Between January 2016 and April 2019, a total of 1342 women with 1342 breast lesions was studied and finally 584 women (mean age, 50 years; range, 26–83 years) with 584 malignant breast lesions were enrolled for analysis. Figure 1 shows the patient recruitment workflow. According to the results of SLND or ALN dissection, 337 had disease-free axilla (N0), 150 had low metastatic burden of axillary disease (N+(1–2)) and 97 had heavy metastatic burden of axillary disease (N+(≥3)).

Fig. 1

Patient recruitment workflow.

In total, 584 out of 1342 patients were included according to the selection criteria. The included patients were examined by conventional US and SWE, and had complete clinical information needed for the study.

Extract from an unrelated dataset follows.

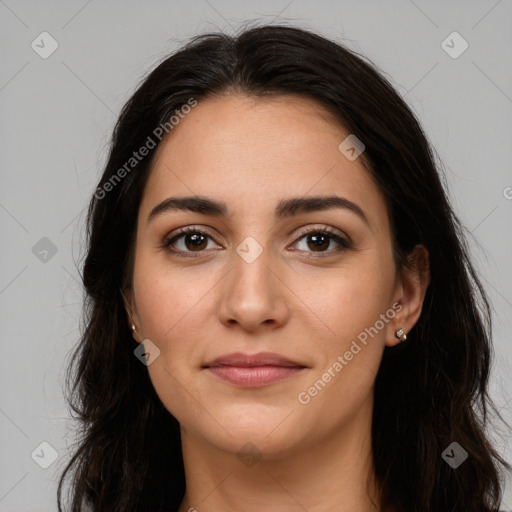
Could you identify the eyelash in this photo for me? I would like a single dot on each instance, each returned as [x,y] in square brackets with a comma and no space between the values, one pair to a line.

Patient recruitment workflow.

Base model selection and clinical information integration

The base model acted as a feature encoder, which had a significant impact on classification. In order to find the most suitable base model for ALN prediction tasks, the performances of ResNet50, ResNet101, Inception V3, and VGG19 in predicting ALN status between N0 and N+(≥1) were compared. When ResNet50 was selected as the basic model with best performance, clinical information was further added to the diagnostic model. The model incorporating clinical information was called ResNet50 + C, where C stands for clinical information. The method of adding clinical information was to directly input clinical information into the penultimate layer of the fully connected (FC) layer of ResNet50 by increasing the number of neurons. The detailed results were summarized in Table 1. The ResNet50, which integrated the deep features and clinical information offline, was proved to be the best in terms of performance and memory usage.

Table 1

The performance comparison of different models.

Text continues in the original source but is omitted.